In its response to the Ministry of Justice’s recent consultation asking for insight into experiences of dispute resolution in and out of the court system in England and Wales, Propertymark backed a push for dispute resolution to be embedded into agents and landlords’ daily processes.
But the response goes on to say: “However, if the UK government plan to ramp up use of dispute resolution efforts as an alternative to court action, Propertymark says it must be focused upstream to help resolve disputes earlier as waiting until cases reach court is simply too late.”
The trade body also said it would be vital to ensure that all potential parties know what it is, and for it to be easily accessible.
Incentives to dispute resolution include a quick and impartial resolution, a reduced cost to a landlord compared to the costs of a court hearing, and for a tenant, the possibility of remaining in their home and the possibility of the landlord offsetting arrears in return for vacant possession.

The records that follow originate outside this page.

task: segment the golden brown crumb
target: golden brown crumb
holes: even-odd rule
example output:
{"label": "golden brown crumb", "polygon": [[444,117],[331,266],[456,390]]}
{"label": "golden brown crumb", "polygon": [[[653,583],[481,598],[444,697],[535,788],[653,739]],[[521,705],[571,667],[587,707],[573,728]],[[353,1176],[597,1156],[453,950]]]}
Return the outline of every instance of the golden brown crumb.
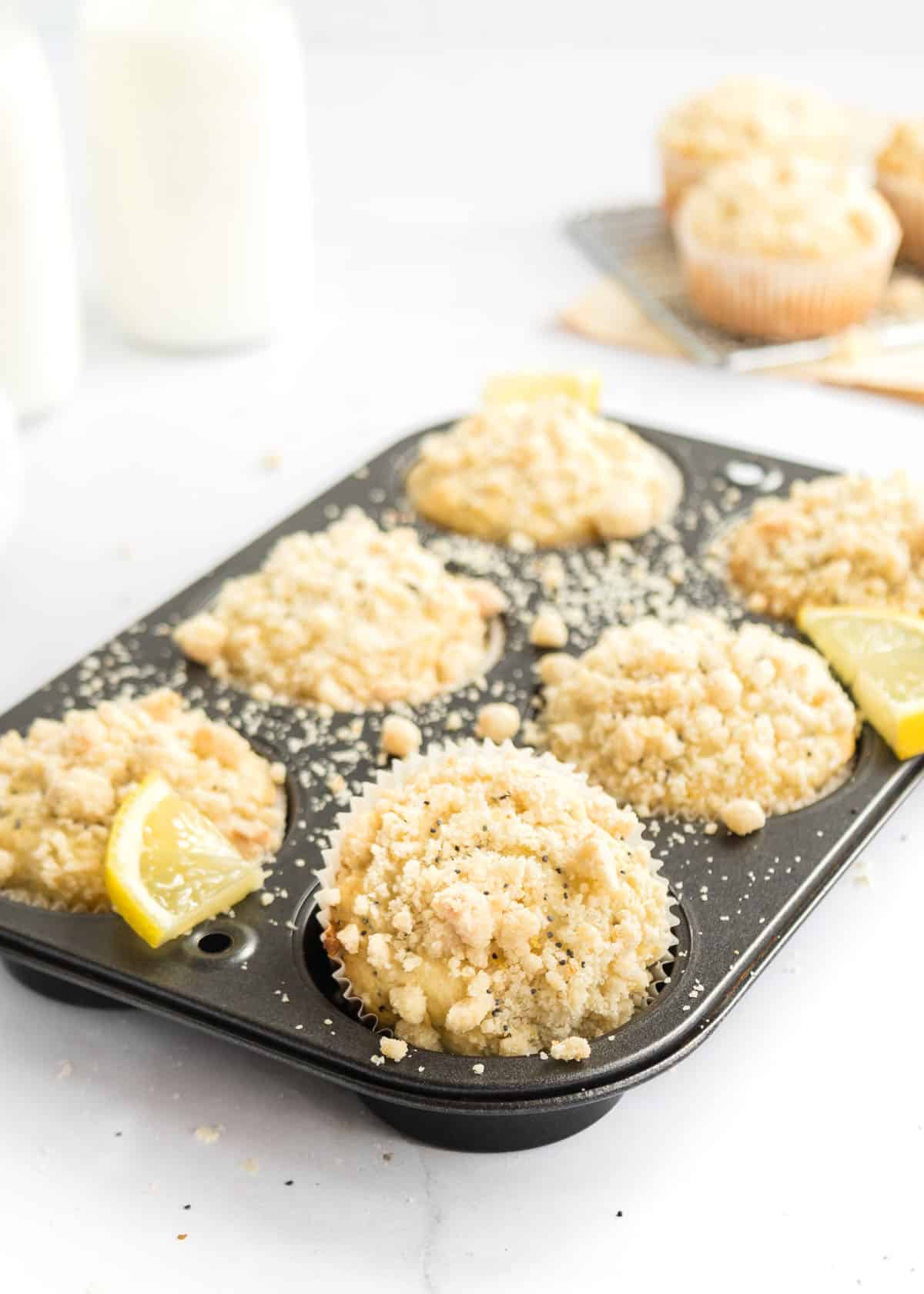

Faye Greaves, policy officer at Propertymark, says: “Dispute resolution is not always appropriate and suitable, but when it is, letting agents play a key role in preventing and resolving disputes to help keep tenants in their homes and the rent flowing for landlords.
“The UK government has a unique opportunity through their Renters’ Reforms agenda to strengthen and promote alternative dispute resolution for landlords and tenants, and to restore confidence in the justice system.”
Propertymark points out how an internal complaint handling process can be a powerful mechanism to help prevent a dispute from escalating and letting agents are at the heart of ensuring that process runs smoothly.
However, as a complaint progresses, agents may not be best placed to try to resolve conflict.
To tackle this, Propertymark has highlighted that a UK government funded third-party service would supplement the great work that agents are already doing and would make sure tenants and landlords always have access to the advice they need.